The cDNA was synthesized using Mir-X miRNA First-Strand Synthesis kit (Takara, Dalian, China) according to the manufacturerʼs protocols. The expression levels of miRNA were measured using Mir-X miRNA qRT-PCR Kit (Takara, Dalian, China) on an ABI 7900 real-time PCR system (Applied Biosystems, CA). Exogenous cel-miR-39–3p was used as a control. The relative expression levels of miRNAs in plasma were calculated using the equation 2−ΔΔCt.

2.5. Statistical analyses

All statistical analyses were carried out using SPSS v25.0 software (SPSS, Inc., Chicago, IL). The Student t test and Wilcoxon rank-sum test were used for comparison of quantitative variables between CAD and control groups, whereas Fisher exact test was used for comparison of categorical variables between groups. Diagnostic performance of plasma miRNAs was evaluated using receiver operating characteristic (ROC) curve analysis. Logistic regression was employed to evaluate the joint power of miRNAs at distinguish patients with severe CAD from control. The area under the ROC curve (AUC) was used to assess the diagnostic performance of miRNAs. A P value < .05 (2-sided) was considered as statistically significant.

3. Results

3.1. Clinical characteristics of patients with severe CAD and controls

The clinical characteristics of 40 patients with severe CAD and 69 controls are summarized in Table 1. Patients with severe CAD had higher levels of blood pressure and total cholesterol compared with controls (P < .05). There was no significant difference in age, sex, heart rate, smoking history, alcohol consumption, diabetes history, fasting plasma glucose, triglyceride, low-density lipoprotein-cholesterol, and high-density lipoprotein-cholesterol (P > .05).

Table 1.

Clinical characteristics in CAD patients and control subjects.

3.1.

3.2. Plasma miRNA profiling of patients with severe CAD

Microarray analysis revealed that 9 miRNAs were differentially expressed between CAD and control groups. Eight miRNAs (ebv-miR-BART12, ebv-miR-BART16, let-7i-5p, miR-130a-3p, miR-26a-5p, miR-3149, miR-3152–3p, miR-32-3p) were significantly upregulated, whereas miR-149-3p was significantly downregulated in CAD plasma samples compared with the control group (Fig. 1A). We further used qRT-PCR to validate differentially expressed miRNAs. Four miRNAs (let-7i-5p, miR-32-3p, miR-3149, and miR-26a-5p) showed consistent results between qRT-PCR and microarray (Fig. 1B). Therefore, we further assessed the expression levels of these 4 miRNAs in plasma samples from 40 severe CAD cases and 69 controls with qRT-PCR. As shown in Figure 2, circulating expression levels of let-7i-5p, miR-32-3p, miR-3149, and miR-26a-5p in CAD were higher than those in controls (P < .05).

Figure 1.

Figure 1

MiRNA expression profiles. A, the heat map indicates miRNA profiles. Each column represents an miRNA. Green and red represent low and high expressions, respectively. B, differentially expressed miRNAs were validated by qRT-PCR.

Figure 2.

Figure 2

Plasma expression levels of miRNAs in patients with severe coronary artery disease and controls. The expression levels of let-7i-5p (A), miR-26a-5p (B), miR-32-3p (C), and miR-3149 (D) of patients with severe coronary artery disease were significantly higher than those of controls.
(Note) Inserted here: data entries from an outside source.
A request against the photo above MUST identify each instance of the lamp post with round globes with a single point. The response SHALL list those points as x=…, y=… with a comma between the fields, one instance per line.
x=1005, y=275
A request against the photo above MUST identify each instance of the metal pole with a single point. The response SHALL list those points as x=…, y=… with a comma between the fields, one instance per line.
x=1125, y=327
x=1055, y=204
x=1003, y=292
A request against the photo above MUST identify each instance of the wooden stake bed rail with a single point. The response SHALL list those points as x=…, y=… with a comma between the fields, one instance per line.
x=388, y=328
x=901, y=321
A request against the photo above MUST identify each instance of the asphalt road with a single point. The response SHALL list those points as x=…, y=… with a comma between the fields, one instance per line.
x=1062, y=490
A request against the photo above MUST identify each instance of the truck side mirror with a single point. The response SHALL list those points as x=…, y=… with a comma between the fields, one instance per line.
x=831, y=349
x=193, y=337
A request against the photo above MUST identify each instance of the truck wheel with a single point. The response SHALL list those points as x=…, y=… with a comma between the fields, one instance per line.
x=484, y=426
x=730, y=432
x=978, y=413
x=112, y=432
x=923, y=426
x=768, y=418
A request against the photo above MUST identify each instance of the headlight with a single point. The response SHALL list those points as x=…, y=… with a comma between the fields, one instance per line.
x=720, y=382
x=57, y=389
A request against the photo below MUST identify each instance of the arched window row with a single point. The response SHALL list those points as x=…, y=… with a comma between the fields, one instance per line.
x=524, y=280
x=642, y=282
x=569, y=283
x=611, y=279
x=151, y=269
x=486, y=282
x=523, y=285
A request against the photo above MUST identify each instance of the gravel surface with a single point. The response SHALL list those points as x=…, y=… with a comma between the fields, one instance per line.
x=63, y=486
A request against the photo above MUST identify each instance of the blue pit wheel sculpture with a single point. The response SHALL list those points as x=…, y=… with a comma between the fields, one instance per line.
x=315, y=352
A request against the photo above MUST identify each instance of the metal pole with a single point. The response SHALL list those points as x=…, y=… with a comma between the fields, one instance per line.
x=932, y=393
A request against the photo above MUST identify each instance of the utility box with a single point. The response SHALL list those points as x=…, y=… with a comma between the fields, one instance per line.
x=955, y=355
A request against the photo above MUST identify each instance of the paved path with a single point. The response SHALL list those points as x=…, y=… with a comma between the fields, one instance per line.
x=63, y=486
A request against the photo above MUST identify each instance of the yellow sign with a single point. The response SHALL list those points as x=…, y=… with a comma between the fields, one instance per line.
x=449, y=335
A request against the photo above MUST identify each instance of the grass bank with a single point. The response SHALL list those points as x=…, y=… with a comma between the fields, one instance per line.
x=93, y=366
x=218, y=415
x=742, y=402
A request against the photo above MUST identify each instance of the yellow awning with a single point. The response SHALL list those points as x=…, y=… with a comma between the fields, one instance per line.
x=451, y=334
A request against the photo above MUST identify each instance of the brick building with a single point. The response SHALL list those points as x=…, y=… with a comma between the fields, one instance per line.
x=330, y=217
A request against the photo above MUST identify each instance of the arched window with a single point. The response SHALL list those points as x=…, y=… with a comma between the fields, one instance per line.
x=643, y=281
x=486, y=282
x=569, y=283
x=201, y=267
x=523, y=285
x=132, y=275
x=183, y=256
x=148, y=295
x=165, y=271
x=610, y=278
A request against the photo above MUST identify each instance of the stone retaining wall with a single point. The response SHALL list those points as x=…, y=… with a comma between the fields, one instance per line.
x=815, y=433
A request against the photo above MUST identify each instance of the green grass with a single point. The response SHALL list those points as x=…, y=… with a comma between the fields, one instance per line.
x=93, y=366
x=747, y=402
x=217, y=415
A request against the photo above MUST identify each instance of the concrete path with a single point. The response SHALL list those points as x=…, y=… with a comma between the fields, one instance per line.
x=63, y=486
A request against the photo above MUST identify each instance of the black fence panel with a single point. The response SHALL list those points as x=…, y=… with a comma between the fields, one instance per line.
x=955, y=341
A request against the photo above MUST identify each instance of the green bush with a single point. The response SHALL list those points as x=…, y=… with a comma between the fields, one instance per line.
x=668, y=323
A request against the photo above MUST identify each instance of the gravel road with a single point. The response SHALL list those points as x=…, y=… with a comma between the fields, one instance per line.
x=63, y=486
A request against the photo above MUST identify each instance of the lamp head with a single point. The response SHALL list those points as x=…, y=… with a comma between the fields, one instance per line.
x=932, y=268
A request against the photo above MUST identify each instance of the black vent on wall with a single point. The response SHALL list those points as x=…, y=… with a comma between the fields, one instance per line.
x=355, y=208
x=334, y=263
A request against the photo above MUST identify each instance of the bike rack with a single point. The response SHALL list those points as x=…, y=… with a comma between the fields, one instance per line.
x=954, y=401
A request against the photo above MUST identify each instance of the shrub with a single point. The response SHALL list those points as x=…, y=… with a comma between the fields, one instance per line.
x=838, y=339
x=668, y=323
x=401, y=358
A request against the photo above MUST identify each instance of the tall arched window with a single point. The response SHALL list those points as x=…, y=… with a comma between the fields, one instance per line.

3.3. Diagnostic value of plasma miRNAs in severe CAD

To investigate the possibility of these miRNAs as new and potential biomarkers for CAD requiring PCI, ROC curves were constructed. As shown in Figure 3, the AUC values of let-7i-5p, miR-32-3p, miR-3149, and miR-26a-5p were 0.634 (95% confidence interval [CI] 0.528–0.739), 0.745 (95%CI 0.649–0.84), 0.795 (95%CI 0.709–0.88), and 0.818 (95%CI 0.739–0.897), respectively. These results revealed that let-7i-5p, miR-32–3p, miR-3149, and miR-26a-5p had significant sensitivity and specificity for CAD. Furthermore, the combination of these 4 miRNAs exhibited better diagnostic performance compared with any individual miRNA, with an AUC of 0.837 (95%CI 0.763–0.911).

Figure 3.

Figure 3

Receiver operating characteristic curve analyses of the diagnostic performance of microRNAs (miRNAs) in identifying patients with severe coronary artery disease. A–E, let-7i-5p, miR-26a-5p, miR-32-3p, miR-3149, and 4-miRNA panel, respectively.

4. Discussion

Although CAD is one of the most common deadly heart diseases, it is treatable when detected early. The serious burden of CAD, as well as high rates of major adverse events including acute myocardial infarction and death, underlines the need to identify and provide treatment to CAD patients at high risk for these major adverse events. Except for disease-modifying guideline-directed medical therapy, a considerable proportion of CAD patients need further coronary revascularization to improve quality of life and reduce adverse clinical events. However, some patients with severe CAD did not receive timely effective treatment due to atypical clinical symptoms. In the present study, we herein investigate the expression of circulating miRNAs in patients with severe CAD. The panel of 4 plasma miRNAs (let-7i-5p, miR-32–3p, miR-3149, and miR-26a-5p) can discriminate severe CAD cases from controls with a high AUC of 0.837.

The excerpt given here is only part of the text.